The school officially opened on August 14, 2023, initially serving only underclassmen (freshmen and sophomores) with plans to expand to full enrollment as additional grade levels are added each year.

Construction began in 2021, with a groundbreaking ceremony attended by members of the Ponca Tribe and descendants of the school's namesake. Susan Cassata serves as the school's first principal.

== Namesake ==
The school is named after Standing Bear, a 19th-century Ponca leader known for his role in a landmark civil rights case.

In 1879, Standing Bear successfully argued in U.S. court that Native Americans are "persons" under the law, a major step forward in Indigenous civil rights.

The naming of the school reflects an effort by Lincoln Public Schools to honor Indigenous history and recognize the cultural significance of Standing Bear’s legacy.

==Athletics==
Standing Bear sponsors 21 varsity sports programs and competes in the Class A division of the Nebraska School Activities Association. The school hired former National Football League tight end Adam Schiltz as the first head football coach.

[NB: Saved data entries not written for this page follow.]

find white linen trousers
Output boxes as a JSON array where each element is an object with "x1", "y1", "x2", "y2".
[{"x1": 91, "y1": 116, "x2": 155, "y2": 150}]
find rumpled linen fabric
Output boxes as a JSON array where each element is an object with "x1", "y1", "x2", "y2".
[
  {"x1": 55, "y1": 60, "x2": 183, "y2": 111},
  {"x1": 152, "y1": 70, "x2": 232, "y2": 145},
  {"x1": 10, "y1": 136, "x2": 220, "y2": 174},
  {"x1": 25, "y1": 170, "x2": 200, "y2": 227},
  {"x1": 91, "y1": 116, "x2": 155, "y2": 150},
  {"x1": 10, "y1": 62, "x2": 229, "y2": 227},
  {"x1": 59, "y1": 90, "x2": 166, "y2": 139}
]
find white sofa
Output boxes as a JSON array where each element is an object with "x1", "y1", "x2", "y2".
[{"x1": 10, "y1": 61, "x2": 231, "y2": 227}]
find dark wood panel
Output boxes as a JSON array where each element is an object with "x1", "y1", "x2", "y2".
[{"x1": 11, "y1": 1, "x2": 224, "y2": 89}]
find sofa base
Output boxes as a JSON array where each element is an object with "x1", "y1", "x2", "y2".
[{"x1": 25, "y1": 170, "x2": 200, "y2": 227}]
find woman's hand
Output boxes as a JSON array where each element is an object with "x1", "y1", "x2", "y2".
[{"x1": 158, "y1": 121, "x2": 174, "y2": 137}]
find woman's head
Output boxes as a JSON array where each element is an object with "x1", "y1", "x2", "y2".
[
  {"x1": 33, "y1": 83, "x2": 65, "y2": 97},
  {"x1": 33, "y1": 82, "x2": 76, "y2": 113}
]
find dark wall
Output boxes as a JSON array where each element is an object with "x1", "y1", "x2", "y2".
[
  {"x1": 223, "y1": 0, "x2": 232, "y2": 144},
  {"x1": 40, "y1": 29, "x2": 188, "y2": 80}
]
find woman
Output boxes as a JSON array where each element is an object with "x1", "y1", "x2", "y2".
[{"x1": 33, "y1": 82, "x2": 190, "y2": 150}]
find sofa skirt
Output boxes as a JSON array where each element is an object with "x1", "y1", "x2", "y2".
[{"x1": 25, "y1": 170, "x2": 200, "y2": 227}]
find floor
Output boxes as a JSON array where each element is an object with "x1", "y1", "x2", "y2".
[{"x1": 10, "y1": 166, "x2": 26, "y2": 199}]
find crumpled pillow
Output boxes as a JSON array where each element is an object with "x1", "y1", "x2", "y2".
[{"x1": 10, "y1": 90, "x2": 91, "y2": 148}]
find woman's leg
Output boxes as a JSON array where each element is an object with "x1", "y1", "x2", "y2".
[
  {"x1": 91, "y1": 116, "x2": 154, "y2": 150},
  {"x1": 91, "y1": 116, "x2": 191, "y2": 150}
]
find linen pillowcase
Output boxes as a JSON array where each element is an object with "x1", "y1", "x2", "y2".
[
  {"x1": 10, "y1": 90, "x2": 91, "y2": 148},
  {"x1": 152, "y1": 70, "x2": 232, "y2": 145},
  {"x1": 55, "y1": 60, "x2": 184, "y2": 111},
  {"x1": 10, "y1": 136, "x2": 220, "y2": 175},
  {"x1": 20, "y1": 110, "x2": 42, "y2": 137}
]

The school went to class A in the 2026/2027 school year. They are a part of the Heartland Athletic Conference.

== Campus and facilities ==
The campus is located in the southern portion of Lincoln and features modern facilities, including classrooms, athletic spaces, and common areas designed to support collaborative learning. This includes openable garage doors added to classrooms and an area named the Learning Stairs.

As one of the newest high schools in the district, the building incorporates updated educational design and technology.

The school plans to expand as enrollment grows.

== Role within Lincoln Public Schools ==
Standing Bear High School is one of several high schools in Lincoln Public Schools, joining others such as Lincoln High School and additional district campuses.

It is notable for being one of the few non-directionally named high schools in the district.